Antes da penicilina ter começado a ser utilizada como antibiótico, 90% das crianças morriam de meningite bacteriana.

Surgiam complicações graves a partir de laringites e era comum infecções nos ouvidos passarem para o cérebro – causando problemas severos.

A Tuberculose e pneumonia desenvolviam-se tão rapidamente, que levavam a complicações secundárias sérias ou mesmo à morte. 

Hoje mais de 70 anos depois das primeiras aplicações bem sucedidas da penicilina, pode tornar-se necessário antes que lhe seja prescrito um antibiótico que esta pergunta seja feita – se existe mesmo um risco de vida?

Ou se, a prescrição desse medicamento não é apenas uma forma rápida se livrar da doença, de voltar à aceleração dos dias, voltar à produtividade standard, de manter o ritmo e a rotina diária que existia antes de terem surgido os primeiros sinais de febre ou desconforto no corpo.
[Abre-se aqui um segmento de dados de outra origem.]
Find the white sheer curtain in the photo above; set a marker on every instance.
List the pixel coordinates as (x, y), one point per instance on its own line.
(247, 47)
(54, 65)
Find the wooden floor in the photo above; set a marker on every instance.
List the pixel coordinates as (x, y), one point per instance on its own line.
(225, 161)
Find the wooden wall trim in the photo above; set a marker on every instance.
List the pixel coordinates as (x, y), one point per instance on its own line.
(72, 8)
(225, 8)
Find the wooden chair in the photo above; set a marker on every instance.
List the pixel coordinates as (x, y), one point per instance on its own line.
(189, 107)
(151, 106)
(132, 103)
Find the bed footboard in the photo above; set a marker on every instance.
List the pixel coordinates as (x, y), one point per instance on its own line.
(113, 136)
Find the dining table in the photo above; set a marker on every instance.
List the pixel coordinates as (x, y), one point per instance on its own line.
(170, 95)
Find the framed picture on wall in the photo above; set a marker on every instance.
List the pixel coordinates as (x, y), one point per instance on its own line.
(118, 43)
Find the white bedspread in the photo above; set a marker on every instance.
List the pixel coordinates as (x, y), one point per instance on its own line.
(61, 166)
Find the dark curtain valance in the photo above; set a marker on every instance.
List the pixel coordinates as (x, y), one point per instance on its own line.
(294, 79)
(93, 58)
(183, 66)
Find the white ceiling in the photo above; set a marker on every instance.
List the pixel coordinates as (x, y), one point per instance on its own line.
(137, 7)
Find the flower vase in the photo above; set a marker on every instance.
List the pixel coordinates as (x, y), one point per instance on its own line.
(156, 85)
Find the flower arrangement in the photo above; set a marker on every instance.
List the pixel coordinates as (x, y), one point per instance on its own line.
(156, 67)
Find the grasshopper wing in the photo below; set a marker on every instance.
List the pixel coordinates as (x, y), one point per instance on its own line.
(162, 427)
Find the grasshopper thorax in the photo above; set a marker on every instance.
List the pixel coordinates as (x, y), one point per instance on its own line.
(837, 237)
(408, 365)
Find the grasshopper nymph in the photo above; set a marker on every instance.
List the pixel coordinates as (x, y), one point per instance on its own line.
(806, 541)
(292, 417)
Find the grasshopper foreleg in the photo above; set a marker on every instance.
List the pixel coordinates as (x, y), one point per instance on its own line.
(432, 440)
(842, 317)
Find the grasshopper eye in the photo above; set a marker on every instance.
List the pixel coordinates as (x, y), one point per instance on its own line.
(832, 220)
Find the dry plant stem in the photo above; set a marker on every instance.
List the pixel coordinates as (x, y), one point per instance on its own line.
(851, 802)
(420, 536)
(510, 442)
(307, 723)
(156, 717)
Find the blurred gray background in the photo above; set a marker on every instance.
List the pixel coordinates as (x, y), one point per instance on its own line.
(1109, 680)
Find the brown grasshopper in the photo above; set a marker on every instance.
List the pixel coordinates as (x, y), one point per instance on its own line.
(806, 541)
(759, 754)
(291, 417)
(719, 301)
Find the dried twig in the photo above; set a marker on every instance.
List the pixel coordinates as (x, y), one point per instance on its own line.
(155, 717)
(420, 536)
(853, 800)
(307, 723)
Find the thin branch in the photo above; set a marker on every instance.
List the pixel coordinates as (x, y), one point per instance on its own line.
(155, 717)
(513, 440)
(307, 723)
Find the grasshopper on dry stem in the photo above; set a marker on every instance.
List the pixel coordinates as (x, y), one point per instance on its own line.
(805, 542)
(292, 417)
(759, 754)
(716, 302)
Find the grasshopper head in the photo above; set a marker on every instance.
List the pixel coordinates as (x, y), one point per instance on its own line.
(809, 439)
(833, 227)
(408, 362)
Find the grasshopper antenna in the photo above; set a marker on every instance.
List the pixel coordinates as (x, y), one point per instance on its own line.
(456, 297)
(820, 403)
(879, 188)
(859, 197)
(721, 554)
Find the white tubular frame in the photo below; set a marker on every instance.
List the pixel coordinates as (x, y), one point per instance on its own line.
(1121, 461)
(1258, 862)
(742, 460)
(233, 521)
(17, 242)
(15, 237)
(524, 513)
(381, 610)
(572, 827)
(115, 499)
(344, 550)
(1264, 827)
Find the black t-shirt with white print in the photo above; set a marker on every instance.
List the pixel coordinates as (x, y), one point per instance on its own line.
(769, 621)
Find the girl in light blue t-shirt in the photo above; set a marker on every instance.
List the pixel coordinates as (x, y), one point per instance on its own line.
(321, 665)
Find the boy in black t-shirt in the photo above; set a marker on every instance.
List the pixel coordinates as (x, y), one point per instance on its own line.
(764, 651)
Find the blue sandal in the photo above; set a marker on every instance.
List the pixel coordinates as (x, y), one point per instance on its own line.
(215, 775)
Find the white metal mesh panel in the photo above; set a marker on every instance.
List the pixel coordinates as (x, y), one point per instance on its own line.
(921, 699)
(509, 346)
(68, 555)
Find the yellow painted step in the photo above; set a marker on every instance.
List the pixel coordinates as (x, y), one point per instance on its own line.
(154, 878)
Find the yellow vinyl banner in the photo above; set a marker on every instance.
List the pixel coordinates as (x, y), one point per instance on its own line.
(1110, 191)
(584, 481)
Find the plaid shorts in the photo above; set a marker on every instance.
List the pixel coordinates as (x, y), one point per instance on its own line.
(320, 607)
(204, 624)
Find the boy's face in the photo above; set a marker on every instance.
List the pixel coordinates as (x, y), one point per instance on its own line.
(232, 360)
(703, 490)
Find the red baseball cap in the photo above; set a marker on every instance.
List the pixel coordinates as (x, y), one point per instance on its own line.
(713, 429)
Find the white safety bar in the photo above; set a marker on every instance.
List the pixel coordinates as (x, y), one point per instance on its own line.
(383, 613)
Muitas vezes naturais e inofensivos.

Adoecer, pode ser uma oportunidade de entrar em contacto consigo. Com as suas limitações, com a sua humanidade, com um período breve da sua vida em que não existe muito a fazer, senão parar, ficar e escutar.

E esperar, que a inteligência do seu corpo ao seu ritmo, lhe reabilite, corpo, respiração e mente.

Se para alguns de nós, esta atitude pode ser demasiado passiva – especialmente quando existe um mundo lá fora que nos espera, com os mais diversos estímulos.

Parar conscientemente, é também uma atitude de desafio, perante todos esses estímulos.

A quietude, torna-se um manifesto claro ao seu ritmo pessoal e uma oportunidade – nem que seja por alguns dias, de se tornar um ser único com uma identidade e opinião sobre o que se passa à sua volta – em vez de mais um entre tantos participantes activos, empenhados em viver todos esses estímulos – muitas vezes sem questionar.

Acordar por acordar, fazer por fazer, reagir por reagir, tomar por tomar.

Não existem dúvidas da importância dos antibióticos, mas essa importância é grandemente acrescida quando suportada por uma escolha consciente* – sempre que possível, por parte de quem os toma e os prescreve.

Boas práticas

Lourenço de Azevedo

*Em caso de dúvida deverá consultar o seu médico de família.